Responsible for starting the alert stream between the Agent and the Cloud. Ensures that messages are processed in the correct order, and starts a reconciliation process between the Cloud and the Agent if out-of-order processing occurs.

cloud-charts-mqtt-input-service

Forwards MQTT messages emitted by the Agent related to the chart entities to the internal Pulsar broker. These include the chart metadata that is used to display relevant charts on the Cloud.

cloud-charts-mqtt-output-service

Forwards Pulsar messages emitted in the Cloud related to the charts entities to the MQTT broker. From there, the messages reach the relevant Agent.

cloud-charts-service

Exposes API endpoints to fetch the chart metadata. Forwards data requests via the cloud-agent-data-ctrl-service to the relevant Agents to fetch chart data points. Exposes API endpoints to call various other endpoints on the Agent, for instance, functions.

cloud-custom-dashboard-service

Exposes API endpoints to fetch and store custom dashboard data.

cloud-environment-service

Serves as the first contact point between the Agent and the Cloud. Returns authentication and MQTT endpoints to connecting Agents.

cloud-feed-service

Processes incoming feed events and stores them in Elasticsearch. Exposes API endpoints to fetch feed events from Elasticsearch.

cloud-frontend

Contains the on-prem Cloud website. Serves static content.

cloud-iam-user-service

Acts as a middleware for authentication on most of the API endpoints. Validates incoming token headers, injects the relevant ones, and forwards the requests.

cloud-metrics-exporter

Exports various metrics from an On-Prem Cloud installation. Uses the Prometheus metric exposition format.

cloud-netdata-assistant

Exposes API endpoints to fetch a human-friendly explanation of various netdata configuration options, namely the alerts.

cloud-node-mqtt-input-service

Forwards MQTT messages emitted by the Agent related to the node entities to the internal Pulsar broker. These include the node metadata as well as their connectivity state, either direct or via parents.
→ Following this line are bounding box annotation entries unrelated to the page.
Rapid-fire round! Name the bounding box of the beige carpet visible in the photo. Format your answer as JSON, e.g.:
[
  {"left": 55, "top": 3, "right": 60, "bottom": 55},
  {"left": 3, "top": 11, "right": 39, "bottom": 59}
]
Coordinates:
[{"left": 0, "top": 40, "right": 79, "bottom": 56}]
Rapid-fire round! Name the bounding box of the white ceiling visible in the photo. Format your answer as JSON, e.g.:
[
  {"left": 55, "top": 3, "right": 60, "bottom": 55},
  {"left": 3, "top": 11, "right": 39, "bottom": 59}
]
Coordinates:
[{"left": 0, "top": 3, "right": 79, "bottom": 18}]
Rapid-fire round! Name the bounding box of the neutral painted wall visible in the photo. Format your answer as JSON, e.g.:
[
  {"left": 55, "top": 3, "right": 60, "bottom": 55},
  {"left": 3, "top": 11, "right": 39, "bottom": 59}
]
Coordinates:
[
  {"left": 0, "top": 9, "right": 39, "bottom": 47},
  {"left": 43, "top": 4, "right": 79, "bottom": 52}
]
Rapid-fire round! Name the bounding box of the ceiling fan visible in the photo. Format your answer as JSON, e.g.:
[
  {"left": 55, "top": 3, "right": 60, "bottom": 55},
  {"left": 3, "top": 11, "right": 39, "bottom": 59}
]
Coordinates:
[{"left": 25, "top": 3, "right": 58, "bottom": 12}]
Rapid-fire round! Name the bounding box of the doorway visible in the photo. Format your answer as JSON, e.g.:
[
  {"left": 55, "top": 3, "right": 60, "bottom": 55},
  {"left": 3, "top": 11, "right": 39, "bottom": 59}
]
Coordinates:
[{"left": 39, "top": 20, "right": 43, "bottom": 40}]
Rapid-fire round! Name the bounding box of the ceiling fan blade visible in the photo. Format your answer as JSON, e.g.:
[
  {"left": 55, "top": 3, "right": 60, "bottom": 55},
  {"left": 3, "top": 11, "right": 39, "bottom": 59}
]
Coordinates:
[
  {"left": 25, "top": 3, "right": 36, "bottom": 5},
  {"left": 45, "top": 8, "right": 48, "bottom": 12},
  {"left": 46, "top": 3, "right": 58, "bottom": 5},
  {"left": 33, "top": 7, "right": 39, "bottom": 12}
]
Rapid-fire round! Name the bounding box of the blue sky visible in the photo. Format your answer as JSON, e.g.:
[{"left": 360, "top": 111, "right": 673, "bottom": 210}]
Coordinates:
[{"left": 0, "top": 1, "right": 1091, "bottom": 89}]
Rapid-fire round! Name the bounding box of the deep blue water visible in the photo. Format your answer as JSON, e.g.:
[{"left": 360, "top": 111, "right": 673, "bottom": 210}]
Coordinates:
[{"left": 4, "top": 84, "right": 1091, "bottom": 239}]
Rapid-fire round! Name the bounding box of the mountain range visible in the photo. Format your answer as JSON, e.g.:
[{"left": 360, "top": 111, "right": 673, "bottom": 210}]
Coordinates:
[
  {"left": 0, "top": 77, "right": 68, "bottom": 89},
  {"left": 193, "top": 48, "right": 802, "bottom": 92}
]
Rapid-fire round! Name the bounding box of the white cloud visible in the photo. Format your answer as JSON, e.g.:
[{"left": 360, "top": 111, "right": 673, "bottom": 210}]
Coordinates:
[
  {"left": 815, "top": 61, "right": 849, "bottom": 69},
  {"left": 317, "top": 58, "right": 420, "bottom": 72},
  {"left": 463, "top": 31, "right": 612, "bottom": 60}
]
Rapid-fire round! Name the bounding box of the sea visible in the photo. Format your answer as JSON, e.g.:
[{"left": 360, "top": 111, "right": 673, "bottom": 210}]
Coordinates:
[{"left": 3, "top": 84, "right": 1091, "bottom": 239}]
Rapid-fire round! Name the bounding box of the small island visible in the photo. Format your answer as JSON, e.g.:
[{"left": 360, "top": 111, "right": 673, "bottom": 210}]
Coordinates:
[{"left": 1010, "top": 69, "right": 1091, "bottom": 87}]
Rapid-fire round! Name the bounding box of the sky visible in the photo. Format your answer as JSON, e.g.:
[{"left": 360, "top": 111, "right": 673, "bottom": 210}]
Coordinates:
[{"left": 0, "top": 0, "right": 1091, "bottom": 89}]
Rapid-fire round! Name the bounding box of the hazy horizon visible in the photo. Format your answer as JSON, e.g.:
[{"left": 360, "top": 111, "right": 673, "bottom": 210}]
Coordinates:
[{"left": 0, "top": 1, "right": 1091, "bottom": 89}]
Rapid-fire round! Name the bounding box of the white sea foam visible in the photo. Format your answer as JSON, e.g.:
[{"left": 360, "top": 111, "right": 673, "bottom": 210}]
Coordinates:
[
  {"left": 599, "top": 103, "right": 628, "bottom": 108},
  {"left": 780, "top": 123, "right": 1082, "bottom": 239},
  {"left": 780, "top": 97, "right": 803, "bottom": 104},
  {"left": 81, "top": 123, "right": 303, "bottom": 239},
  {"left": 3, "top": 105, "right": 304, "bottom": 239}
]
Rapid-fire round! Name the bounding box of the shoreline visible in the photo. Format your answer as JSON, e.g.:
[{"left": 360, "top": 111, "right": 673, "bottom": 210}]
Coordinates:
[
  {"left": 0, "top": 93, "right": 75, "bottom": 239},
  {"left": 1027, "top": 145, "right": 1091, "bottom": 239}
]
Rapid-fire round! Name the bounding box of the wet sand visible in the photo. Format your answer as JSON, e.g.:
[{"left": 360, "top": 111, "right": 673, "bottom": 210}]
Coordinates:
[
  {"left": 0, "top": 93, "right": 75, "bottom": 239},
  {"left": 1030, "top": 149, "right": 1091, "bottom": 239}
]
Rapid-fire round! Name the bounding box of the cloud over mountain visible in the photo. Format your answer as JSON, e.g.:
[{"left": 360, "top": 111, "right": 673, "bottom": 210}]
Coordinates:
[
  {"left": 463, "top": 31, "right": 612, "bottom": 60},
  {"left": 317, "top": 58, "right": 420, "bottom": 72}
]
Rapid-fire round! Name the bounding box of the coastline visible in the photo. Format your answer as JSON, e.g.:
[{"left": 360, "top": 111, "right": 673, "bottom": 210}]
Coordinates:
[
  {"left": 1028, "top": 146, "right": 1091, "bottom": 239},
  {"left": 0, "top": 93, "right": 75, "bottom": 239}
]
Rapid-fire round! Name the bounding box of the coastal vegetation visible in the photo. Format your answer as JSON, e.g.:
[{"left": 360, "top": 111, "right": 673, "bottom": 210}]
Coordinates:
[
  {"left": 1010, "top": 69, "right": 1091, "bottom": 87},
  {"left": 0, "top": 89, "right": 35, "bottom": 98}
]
cloud-node-mqtt-output-service

Forwards Pulsar messages emitted in the Cloud related to the charts entities to the MQTT broker. From there, the messages reach the relevant Agent.

cloud-notifications-dispatcher-service

Exposes API endpoints to handle integrations. Handles incoming notification messages and uses the relevant channels(email, slack...) to notify relevant users.

cloud-spaceroom-service

Exposes API endpoints to fetch and store relations between Agents, nodes, spaces, users, and rooms. Acts as a provider of authorization for other Cloud endpoints. Exposes API endpoints to authenticate Agents connecting to the Cloud.